ECLI:NL:RBDHA:2024:16073
Rechtbank Den Haag
- Eerste aanleg - enkelvoudig
- Rechtspraak.nl
Beroep tegen niet tijdig nemen van besluit op aanvraag om verlening van machtiging tot voorlopig verblijf
In deze zaak heeft eiser beroep ingesteld tegen het niet tijdig nemen van een besluit op zijn aanvraag om verlening van een machtiging tot voorlopig verblijf in het kader van nareis voor vier personen. De rechtbank, zittende in Middelburg, heeft op 2 oktober 2024 uitspraak gedaan. Eiser had zijn aanvraag op 11 november 2023 ingediend, en verweerder, de minister van Asiel en Migratie, had op grond van de Vreemdelingenwet 2000 binnen 90 dagen moeten beslissen. De beslistermijn was echter verlengd met drie maanden, waardoor verweerder uiterlijk op 9 mei 2024 een besluit had moeten nemen. Eiser heeft verweerder op 5 juni 2024 rechtsgeldig in gebreke gesteld en op 2 juli 2024 beroep ingesteld, wat tijdig was.

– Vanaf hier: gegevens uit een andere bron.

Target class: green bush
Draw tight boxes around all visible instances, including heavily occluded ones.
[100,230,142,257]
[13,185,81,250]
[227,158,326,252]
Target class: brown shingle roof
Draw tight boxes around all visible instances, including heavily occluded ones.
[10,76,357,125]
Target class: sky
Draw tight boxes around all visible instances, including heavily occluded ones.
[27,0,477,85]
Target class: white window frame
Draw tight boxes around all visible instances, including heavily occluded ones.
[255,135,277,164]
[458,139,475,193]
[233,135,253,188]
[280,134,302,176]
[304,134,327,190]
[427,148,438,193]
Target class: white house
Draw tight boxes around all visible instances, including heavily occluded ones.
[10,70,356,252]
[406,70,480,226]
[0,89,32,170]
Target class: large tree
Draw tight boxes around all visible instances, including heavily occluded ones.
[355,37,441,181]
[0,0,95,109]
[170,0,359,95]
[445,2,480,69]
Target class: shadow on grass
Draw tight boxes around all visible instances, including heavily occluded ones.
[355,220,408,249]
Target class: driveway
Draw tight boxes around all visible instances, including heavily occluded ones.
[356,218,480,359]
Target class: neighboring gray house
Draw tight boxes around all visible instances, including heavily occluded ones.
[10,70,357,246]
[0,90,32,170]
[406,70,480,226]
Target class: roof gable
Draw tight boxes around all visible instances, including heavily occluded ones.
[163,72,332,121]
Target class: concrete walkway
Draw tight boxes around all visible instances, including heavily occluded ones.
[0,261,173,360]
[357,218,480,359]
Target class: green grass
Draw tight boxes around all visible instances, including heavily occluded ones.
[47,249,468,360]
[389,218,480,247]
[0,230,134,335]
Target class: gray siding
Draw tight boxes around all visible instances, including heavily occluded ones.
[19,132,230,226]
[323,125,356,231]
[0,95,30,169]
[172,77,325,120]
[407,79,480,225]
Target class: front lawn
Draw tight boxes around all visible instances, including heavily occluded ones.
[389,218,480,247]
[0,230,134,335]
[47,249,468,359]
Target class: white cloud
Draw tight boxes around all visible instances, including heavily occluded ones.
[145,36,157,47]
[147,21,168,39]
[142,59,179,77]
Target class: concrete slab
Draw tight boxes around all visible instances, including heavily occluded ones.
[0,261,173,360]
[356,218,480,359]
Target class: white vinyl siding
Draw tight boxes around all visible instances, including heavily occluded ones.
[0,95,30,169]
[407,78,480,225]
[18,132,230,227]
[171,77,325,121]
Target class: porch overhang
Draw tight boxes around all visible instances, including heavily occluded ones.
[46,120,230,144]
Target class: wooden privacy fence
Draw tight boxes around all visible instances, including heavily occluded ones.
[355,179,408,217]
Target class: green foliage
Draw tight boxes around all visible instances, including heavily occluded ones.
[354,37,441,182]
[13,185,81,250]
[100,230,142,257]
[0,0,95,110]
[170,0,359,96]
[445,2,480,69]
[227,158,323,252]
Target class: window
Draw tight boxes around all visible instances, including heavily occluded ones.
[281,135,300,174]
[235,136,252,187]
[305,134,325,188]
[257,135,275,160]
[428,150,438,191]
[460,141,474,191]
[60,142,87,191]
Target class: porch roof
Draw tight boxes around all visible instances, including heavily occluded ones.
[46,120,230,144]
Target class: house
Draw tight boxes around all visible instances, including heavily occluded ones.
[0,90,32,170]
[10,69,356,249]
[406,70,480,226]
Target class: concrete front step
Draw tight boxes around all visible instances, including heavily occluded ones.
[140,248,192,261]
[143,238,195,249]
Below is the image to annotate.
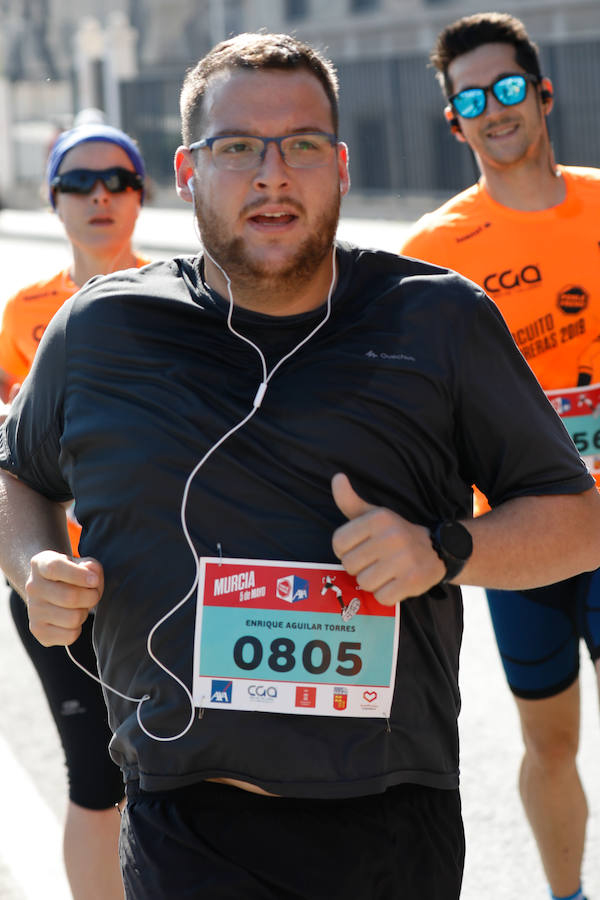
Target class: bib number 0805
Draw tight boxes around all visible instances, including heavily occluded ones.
[233,634,362,677]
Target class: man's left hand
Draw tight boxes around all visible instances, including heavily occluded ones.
[331,472,446,606]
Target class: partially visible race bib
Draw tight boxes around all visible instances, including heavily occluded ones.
[193,557,400,718]
[546,384,600,475]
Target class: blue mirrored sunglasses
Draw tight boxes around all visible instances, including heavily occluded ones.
[448,72,539,119]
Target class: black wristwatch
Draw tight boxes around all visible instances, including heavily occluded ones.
[429,522,473,584]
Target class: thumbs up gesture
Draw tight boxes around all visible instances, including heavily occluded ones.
[331,472,446,606]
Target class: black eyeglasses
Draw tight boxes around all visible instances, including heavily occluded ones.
[50,166,144,194]
[448,72,540,119]
[189,131,338,171]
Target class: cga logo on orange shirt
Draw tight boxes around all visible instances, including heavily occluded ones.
[483,265,542,294]
[557,284,589,316]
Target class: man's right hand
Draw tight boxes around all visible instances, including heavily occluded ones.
[25,550,104,647]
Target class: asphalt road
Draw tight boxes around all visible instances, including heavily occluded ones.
[0,210,600,900]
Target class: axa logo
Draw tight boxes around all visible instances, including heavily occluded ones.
[483,265,542,294]
[276,575,308,603]
[556,284,589,316]
[210,678,233,703]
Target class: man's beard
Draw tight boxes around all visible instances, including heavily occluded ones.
[196,191,340,294]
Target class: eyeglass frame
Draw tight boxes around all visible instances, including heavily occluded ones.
[448,72,542,120]
[188,131,340,172]
[50,166,144,197]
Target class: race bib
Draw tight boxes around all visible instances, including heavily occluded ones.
[193,557,400,718]
[546,384,600,475]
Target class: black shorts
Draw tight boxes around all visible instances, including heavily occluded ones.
[10,591,124,809]
[120,782,464,900]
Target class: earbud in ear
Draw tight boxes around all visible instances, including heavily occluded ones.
[540,78,554,103]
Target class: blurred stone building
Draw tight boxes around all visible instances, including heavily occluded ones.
[0,0,600,206]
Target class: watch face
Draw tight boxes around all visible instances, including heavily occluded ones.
[440,522,473,560]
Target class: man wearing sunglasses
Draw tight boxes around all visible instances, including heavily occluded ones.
[402,13,600,900]
[0,123,148,900]
[0,34,600,900]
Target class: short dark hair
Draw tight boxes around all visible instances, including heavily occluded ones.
[429,12,542,97]
[180,32,339,147]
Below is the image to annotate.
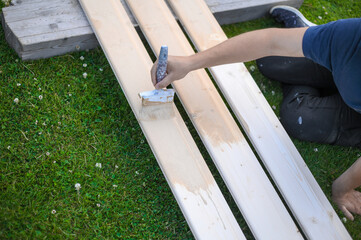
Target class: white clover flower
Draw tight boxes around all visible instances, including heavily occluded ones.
[74,183,81,191]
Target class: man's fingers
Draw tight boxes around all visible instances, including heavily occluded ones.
[150,60,158,86]
[340,205,354,221]
[155,74,172,89]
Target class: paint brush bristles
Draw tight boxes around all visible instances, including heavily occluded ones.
[139,45,174,105]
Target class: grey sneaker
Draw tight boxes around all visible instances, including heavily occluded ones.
[270,5,316,28]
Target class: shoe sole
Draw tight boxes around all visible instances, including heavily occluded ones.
[269,5,317,27]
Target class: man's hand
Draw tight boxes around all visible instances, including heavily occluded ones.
[332,188,361,221]
[150,56,192,89]
[151,28,307,89]
[332,158,361,221]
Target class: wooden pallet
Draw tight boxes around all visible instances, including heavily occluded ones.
[169,0,350,239]
[2,0,303,60]
[77,0,245,239]
[74,0,350,239]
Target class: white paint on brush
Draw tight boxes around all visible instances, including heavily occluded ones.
[139,89,175,105]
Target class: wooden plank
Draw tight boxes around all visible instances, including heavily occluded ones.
[77,0,245,239]
[169,0,350,239]
[2,0,302,60]
[127,0,302,239]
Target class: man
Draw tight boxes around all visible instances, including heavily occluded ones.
[151,6,361,220]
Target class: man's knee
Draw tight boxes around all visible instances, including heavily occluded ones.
[280,91,337,144]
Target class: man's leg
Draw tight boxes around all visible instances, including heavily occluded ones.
[256,57,336,89]
[281,85,361,148]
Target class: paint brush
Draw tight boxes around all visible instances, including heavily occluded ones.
[139,45,175,105]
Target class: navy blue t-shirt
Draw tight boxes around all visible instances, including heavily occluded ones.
[302,18,361,113]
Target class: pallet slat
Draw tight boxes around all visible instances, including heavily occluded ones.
[169,0,350,239]
[127,0,302,239]
[77,0,245,239]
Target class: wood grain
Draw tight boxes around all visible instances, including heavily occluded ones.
[1,0,302,60]
[169,0,350,239]
[127,0,302,239]
[77,0,245,239]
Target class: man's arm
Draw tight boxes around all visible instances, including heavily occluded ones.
[151,28,307,89]
[332,158,361,220]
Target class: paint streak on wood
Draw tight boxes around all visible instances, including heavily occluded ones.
[77,0,245,239]
[127,0,302,239]
[169,0,350,239]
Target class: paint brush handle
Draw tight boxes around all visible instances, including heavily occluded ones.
[157,45,168,83]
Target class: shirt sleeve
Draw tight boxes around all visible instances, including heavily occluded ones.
[302,18,361,73]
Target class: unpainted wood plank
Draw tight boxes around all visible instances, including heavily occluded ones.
[169,0,350,239]
[4,0,79,16]
[77,0,245,239]
[4,4,81,24]
[20,31,95,60]
[127,0,302,239]
[9,12,90,38]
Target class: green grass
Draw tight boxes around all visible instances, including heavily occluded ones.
[0,0,361,239]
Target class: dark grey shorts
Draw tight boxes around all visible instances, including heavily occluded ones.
[257,57,361,148]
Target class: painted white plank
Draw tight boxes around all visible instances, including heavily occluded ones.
[127,0,302,239]
[169,0,350,239]
[77,0,245,239]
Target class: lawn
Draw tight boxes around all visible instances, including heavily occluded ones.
[0,0,361,239]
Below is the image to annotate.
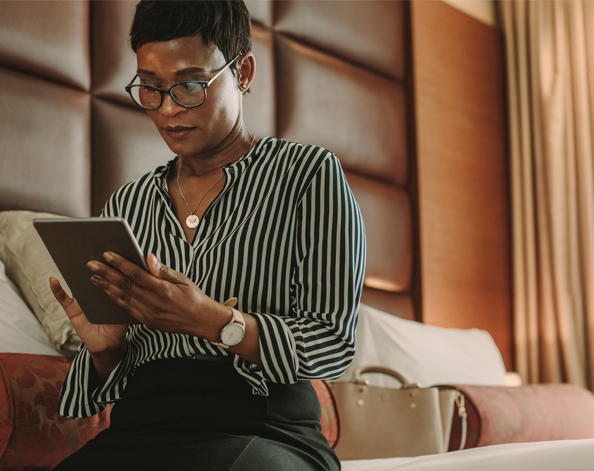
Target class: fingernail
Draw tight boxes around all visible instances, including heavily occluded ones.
[87,260,101,271]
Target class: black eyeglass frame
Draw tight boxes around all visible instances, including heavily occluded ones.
[125,52,243,110]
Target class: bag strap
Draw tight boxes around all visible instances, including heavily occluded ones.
[351,366,419,389]
[455,388,468,450]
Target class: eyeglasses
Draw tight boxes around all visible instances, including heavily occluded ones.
[126,52,241,110]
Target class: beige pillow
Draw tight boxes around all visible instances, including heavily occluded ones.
[0,211,81,356]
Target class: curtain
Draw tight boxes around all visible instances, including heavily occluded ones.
[498,0,594,389]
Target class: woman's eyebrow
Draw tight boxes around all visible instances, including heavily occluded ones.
[136,67,206,77]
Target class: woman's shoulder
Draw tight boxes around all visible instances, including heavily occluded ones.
[259,137,336,166]
[105,158,175,217]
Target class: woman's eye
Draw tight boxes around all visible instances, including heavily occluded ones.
[179,82,202,93]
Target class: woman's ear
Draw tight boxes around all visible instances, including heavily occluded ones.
[237,52,256,93]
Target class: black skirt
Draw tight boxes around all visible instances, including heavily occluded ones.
[54,359,340,471]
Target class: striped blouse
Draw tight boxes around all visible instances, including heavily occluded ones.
[60,137,365,418]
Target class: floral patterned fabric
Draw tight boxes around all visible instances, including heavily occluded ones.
[446,384,594,451]
[0,353,338,471]
[0,353,109,471]
[311,379,340,448]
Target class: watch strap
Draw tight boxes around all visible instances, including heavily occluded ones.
[210,298,245,350]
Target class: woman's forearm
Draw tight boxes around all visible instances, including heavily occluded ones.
[89,341,127,383]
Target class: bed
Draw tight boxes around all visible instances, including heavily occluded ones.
[0,0,594,471]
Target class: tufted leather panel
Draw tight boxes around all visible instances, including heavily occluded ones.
[0,0,416,317]
[412,1,513,369]
[0,0,511,358]
[275,0,404,80]
[245,0,276,27]
[0,69,91,216]
[91,0,137,107]
[92,98,174,215]
[361,288,416,321]
[0,2,90,90]
[346,172,412,292]
[276,37,407,185]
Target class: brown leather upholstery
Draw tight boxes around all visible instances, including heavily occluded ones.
[276,37,407,185]
[0,68,91,216]
[0,0,511,366]
[0,2,90,90]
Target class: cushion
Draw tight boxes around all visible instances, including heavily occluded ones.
[0,211,80,356]
[340,304,505,387]
[0,353,110,471]
[449,384,594,451]
[311,379,340,448]
[0,259,56,355]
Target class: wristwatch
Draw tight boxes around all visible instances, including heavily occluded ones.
[210,298,245,348]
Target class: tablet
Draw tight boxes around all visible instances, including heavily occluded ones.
[33,217,148,324]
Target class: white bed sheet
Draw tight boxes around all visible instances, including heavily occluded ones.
[342,439,594,471]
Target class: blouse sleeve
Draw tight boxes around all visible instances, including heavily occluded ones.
[240,155,365,393]
[59,187,135,418]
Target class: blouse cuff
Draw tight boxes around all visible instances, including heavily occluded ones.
[92,340,134,407]
[250,313,299,384]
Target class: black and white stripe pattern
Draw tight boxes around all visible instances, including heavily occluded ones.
[60,138,365,417]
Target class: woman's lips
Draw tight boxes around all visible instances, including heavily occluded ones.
[163,126,194,139]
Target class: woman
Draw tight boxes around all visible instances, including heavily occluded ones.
[51,1,365,471]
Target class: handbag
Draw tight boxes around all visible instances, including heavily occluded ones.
[331,366,466,460]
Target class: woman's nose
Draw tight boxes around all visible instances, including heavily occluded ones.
[159,93,186,116]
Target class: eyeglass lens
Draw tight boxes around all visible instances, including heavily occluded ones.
[130,82,205,108]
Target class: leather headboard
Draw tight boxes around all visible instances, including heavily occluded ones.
[0,0,415,318]
[0,0,512,368]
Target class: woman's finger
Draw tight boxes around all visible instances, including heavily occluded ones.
[50,277,83,319]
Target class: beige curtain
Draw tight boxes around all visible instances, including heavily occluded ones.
[498,0,594,388]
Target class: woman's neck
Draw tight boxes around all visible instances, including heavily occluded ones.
[180,129,255,177]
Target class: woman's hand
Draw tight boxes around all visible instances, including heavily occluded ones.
[50,278,128,381]
[88,252,232,342]
[50,278,128,353]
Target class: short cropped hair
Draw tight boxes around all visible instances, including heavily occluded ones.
[130,0,252,74]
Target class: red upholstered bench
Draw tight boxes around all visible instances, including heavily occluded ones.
[0,353,338,471]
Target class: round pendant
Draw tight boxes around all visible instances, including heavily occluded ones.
[186,214,200,229]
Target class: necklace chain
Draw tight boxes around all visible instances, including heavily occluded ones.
[177,135,256,229]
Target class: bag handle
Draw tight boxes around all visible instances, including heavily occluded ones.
[351,366,419,389]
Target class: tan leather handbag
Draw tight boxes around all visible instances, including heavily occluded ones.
[331,366,465,460]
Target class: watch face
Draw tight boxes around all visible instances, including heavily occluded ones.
[221,324,245,347]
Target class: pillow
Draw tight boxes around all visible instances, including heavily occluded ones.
[0,259,56,355]
[340,304,505,388]
[0,353,111,471]
[0,211,81,356]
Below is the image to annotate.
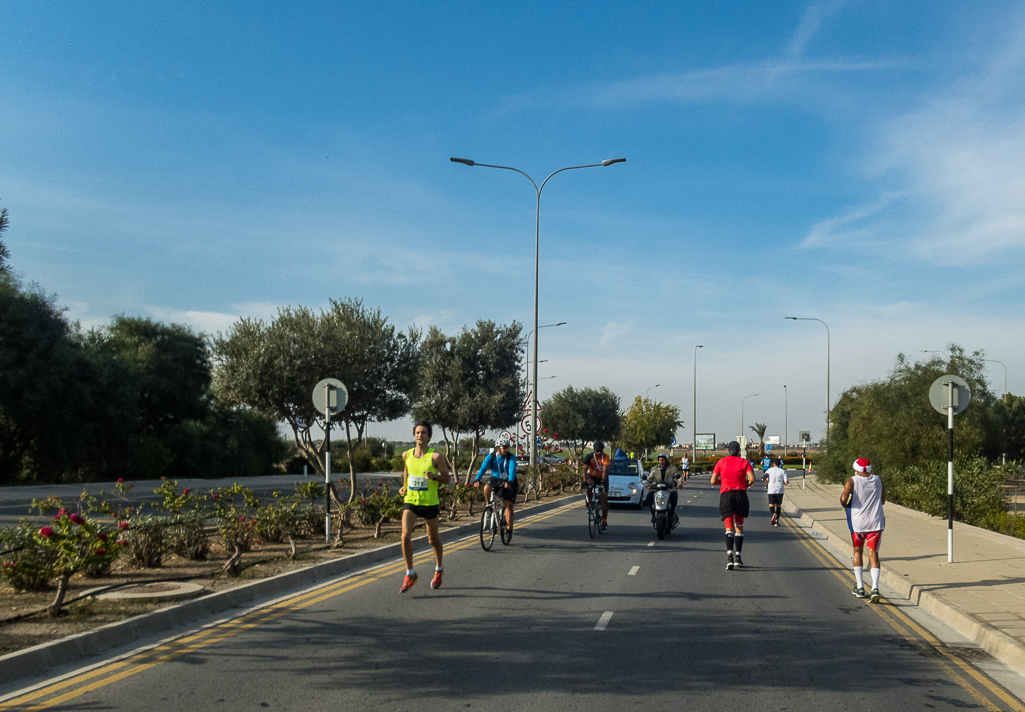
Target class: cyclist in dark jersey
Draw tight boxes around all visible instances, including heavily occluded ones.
[711,441,754,571]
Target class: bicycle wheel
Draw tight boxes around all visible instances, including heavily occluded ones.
[481,505,495,551]
[497,510,513,546]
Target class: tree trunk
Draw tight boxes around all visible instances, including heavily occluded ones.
[46,571,71,618]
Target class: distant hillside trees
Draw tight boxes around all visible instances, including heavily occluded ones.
[615,395,684,452]
[542,386,622,453]
[412,320,525,481]
[0,276,285,485]
[212,299,420,497]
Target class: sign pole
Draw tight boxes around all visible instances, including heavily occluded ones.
[324,383,332,544]
[946,382,957,563]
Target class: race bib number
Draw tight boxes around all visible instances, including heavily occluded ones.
[406,474,429,492]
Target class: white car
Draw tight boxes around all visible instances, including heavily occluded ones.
[609,458,648,509]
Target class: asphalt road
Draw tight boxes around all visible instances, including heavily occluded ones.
[0,480,1020,712]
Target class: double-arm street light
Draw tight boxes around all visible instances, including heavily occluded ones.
[783,317,829,448]
[691,344,715,458]
[449,156,626,466]
[783,384,790,459]
[740,393,761,435]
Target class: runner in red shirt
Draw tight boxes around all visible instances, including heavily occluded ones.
[711,441,754,571]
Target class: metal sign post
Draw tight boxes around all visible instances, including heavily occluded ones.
[314,378,349,544]
[929,375,972,563]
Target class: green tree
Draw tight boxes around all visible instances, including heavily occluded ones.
[748,423,769,460]
[993,393,1025,462]
[820,344,1000,481]
[212,299,420,498]
[412,320,523,481]
[542,386,622,455]
[620,395,684,452]
[0,275,85,485]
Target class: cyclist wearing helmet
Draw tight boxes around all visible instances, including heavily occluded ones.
[583,441,612,529]
[474,437,520,539]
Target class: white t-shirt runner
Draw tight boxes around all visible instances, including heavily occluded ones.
[851,474,887,532]
[766,467,790,495]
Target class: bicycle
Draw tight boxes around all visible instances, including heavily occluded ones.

De rechtbank oordeelde dat het beroep kennelijk gegrond was, omdat verweerder niet binnen de gestelde termijn had beslist. Verweerder had verzocht om de behandeling van het beroep aan te houden tot de aanvraag in behandeling kon worden genomen, maar de rechtbank wees dit verzoek af. De rechtbank legde verweerder een termijn van twee weken op om een besluit bekend te maken, met de mogelijkheid om deze termijn te verlengen in bijzondere gevallen. De rechtbank bepaalde dat verweerder een dwangsom van € 100 per dag verbeurt voor elke dag dat deze termijn wordt overschreden, met een maximum van € 7.500.
Daarnaast heeft de rechtbank vastgesteld dat verweerder aan eiser € 1.442 aan bestuurlijke dwangsommen heeft verbeurd, en veroordeelde verweerder tot betaling van de proceskosten van eiser ter hoogte van € 437,50, evenals de vergoeding van het griffierecht van € 187. De uitspraak is openbaar gemaakt en bevatte informatie over de mogelijkheid tot verzet tegen de uitspraak.